Fast forward to the present where it seems that government shutdowns or the threat of a shutdown is a regular occurrence.  Take for instance my state of Pennsylvania, where on June 30, 2015, Governor Tom Wolf vetoed the budget bill passed by the General Assembly.  It is three months later and the state of Pennsylvania is still operating without a budget.  Just yesterday (9/29) Governor Wolf vetoed a stopgap spending bill.  While most governmental functions continue, billions of dollars are not flowing to public schools and other social services providers.  Caught in this budget impasse are food banks, pantries and other emergency food providers who rely on food from the state food purchase program.  Typically food banks and pantries participating in the state food purchase program receive a line of credit which can be drawn down to purchase food to be used for distribution at the food bank or pantry.  Unfortunately, no emergency food provider has received their current fiscal year allotment.

empty shelvesFortunately, not all emergency food providers are feeling the pinch as a result of this budget impasse, due in part to how they are funded.  For instance Philabundance, which is funded mostly with private donations, is probably not feeling the loss of these funds, but at the small food pantry where I volunteered yesterday the effects of the lack of this state funding were readily apparent.  The shelves that hold the state supplied food were only half full.  The pantry had no milk and very little meat, most of which was ground beef.  I have never seen the supplies so depleted!  Clients left the pantry with a smaller supply of food.  Each week that passes without a resolution to this budget stalemate will result in a dwindling supply of state food for this pantry’s clients.

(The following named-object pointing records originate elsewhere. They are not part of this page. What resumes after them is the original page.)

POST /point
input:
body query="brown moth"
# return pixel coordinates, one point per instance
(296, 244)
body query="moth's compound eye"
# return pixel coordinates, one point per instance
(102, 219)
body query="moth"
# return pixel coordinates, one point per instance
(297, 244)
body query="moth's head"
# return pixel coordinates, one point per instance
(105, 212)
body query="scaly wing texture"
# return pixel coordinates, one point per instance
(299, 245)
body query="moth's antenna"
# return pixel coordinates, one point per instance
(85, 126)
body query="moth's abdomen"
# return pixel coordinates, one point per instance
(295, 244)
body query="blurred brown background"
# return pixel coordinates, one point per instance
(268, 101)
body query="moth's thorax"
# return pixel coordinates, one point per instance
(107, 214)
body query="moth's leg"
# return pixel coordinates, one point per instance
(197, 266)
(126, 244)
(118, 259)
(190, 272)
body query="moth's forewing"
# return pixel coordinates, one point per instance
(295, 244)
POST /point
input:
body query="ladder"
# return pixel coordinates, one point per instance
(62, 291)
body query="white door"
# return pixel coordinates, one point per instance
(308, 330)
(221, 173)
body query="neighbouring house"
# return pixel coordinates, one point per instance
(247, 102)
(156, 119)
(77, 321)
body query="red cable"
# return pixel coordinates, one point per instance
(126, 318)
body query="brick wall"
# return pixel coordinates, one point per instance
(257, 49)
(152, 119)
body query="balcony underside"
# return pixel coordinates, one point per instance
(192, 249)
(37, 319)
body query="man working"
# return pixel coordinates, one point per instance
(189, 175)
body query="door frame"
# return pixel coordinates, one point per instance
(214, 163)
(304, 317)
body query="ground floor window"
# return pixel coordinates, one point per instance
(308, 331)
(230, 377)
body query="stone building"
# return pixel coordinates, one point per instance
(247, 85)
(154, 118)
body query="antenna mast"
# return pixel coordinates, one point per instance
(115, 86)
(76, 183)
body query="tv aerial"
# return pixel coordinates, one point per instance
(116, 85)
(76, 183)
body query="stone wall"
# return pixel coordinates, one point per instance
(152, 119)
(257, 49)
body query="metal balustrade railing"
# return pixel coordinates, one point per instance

The purpose of this blog post is not to point fingers or lay blame on one side or the other.  Rather, I would like to make readers aware of the consequences resulting from the current unwillingness to compromise that seems to exist at all levels of government.  These are real people, often children, senior citizens and people who are disabled, who are being impacted.  I worry that as a society we are becoming complacent with our politicians’ unwillingness to compromise.  Or even worse, that we view their actions as a virtue.  Unfortunately, there are real life consequences when both sides are unwilling to negotiate.  The time has come for all politicians to get back to the work of governing, and sometimes that means sitting down with someone who has political beliefs different from the ones you hold and working together through compromise to reach a solution.